The crowd presses closer despite Lin’s gentle attempts to keep breathing space around the table, curiosity and concern overriding common sense. Murmurs ripple outward, quiet at first, then growing louder as fear begins to settle into the spaces between words.
“This has never happened before in all my years here. . .”
“How did they even get through? Surely the wards would prevent unauthorized entry. . .”
“Something’s definitely wrong with the protective barriers. . .”
“But what? How could they fail like this?”
“The timing is awfully suspicious, don’t you think?”
A fragment of a sentence reaches me as someone shifts past my shoulder, their voice dropping to what they probably think is a whisper but carries clearly in the acoustics of the small space.
“Well, in my opinion, this town has been perfectly fine until she. . .”
The rest is swallowed by overlapping conversation and the scrape of chairs, but I feel those unfinished words land in my chest like a physical blow, settling heavy and cold in the space between my ribs.
My stomach drops with the weight of that hanging insinuation. None of this would be happening if I’d never come to Ruby Springs.
Before the tension can stretch any further, before someone finds the courage to voice what’s clearly being thought, the front door swings open with enough force to make the little bell above it ring frantically. The shift in the room’s energy is immediate and almost tangible.

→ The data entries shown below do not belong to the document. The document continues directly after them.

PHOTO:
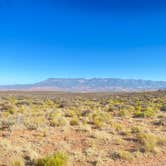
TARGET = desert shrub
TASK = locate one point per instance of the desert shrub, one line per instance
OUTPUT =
(16, 161)
(160, 122)
(136, 129)
(100, 118)
(163, 108)
(58, 159)
(147, 142)
(123, 113)
(145, 113)
(122, 154)
(74, 121)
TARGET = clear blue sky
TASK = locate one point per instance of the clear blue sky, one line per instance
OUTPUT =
(82, 38)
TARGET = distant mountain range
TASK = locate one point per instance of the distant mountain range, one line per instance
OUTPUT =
(89, 85)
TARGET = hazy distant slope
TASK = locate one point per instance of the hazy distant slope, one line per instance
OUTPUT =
(94, 84)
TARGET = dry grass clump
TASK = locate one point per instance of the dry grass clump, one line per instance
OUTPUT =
(57, 159)
(91, 125)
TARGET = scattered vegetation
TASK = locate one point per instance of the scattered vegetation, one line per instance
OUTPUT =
(91, 129)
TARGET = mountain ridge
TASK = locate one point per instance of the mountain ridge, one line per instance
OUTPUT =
(89, 85)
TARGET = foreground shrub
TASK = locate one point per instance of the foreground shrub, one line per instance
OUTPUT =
(147, 142)
(122, 154)
(58, 159)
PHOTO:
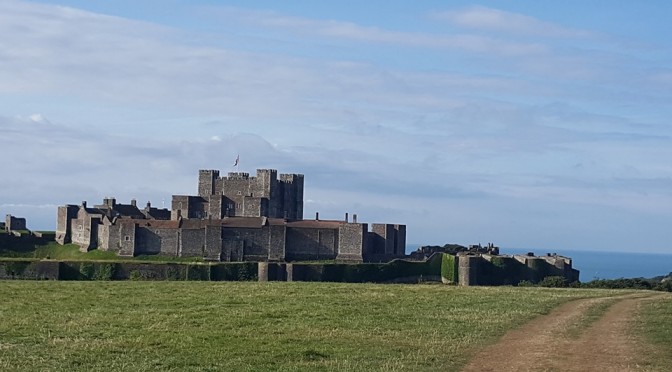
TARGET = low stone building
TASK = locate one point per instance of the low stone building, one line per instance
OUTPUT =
(234, 218)
(14, 223)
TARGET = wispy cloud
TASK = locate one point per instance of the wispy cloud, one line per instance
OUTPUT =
(490, 19)
(475, 126)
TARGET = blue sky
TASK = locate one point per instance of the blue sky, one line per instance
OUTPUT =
(531, 124)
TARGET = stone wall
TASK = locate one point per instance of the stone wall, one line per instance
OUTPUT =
(311, 244)
(14, 223)
(352, 241)
(126, 238)
(64, 216)
(277, 244)
(213, 243)
(192, 243)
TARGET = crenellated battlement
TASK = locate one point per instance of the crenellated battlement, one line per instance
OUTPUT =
(238, 176)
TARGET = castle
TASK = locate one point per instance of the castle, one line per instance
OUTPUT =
(234, 218)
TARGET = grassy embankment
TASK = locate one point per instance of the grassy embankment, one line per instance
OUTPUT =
(655, 327)
(258, 326)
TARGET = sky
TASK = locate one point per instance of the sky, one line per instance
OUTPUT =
(530, 124)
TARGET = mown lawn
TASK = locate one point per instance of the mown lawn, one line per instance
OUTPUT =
(257, 326)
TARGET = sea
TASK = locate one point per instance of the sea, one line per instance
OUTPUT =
(606, 265)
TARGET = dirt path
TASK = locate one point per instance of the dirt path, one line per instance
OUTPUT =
(545, 345)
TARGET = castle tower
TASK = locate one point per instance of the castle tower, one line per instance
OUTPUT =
(207, 178)
(292, 200)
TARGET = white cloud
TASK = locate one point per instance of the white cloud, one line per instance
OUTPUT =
(528, 137)
(489, 19)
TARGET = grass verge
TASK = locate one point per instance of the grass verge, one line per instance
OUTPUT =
(258, 326)
(654, 324)
(590, 316)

Councilman Montgomery steps through the doorway, and I recognize him immediately from his visit to Thorne Curiosities a few weeks ago, a tall man with graying temples and the kind of understated authority that comes from years of managing magical crises.
His presence cuts cleanly through the chaos, bringing the noise level down exponentially just by existing in the space.
His expression remains composed despite the faint strain lining his features and the subtle tightness around his eyes that suggests this situation is testing even his considerable experience.
He pauses just inside the door, offering polite nods and reassuring smiles to several townspeople as he scans the room once, assessing the scene with the efficiency of someone trained to handle supernatural emergencies.
His attention stops on the couple at the center of the disturbance, and I watch his entire demeanor shift into what I can only describe as professional crisis management mode.
“Everyone,” he says, his voice carrying the perfect balance of firmness and calm authority, just loud enough to command attention without seeming aggressive or panicked.
“Let’s give our unexpected guests some breathing room, shall we?
There’s no need for a crowd gathering like this.
I’m sure everyone has places to be, things to attend to.
Let’s get back to our morning routines, nothing unusual to see here. ”
The effect is almost magical in itself, though I suspect it’s more about years of practiced leadership than any supernatural influence.
People begin to move, slowly at first, chairs scraping and feet shuffling, then with more purpose as his quiet authority settles over the room like a calming blanket.
The crowd starts to disperse, though not without lingering glances cast in my direction, looks filled with curiosity now threaded with something quieter, something more uncertain and pointed.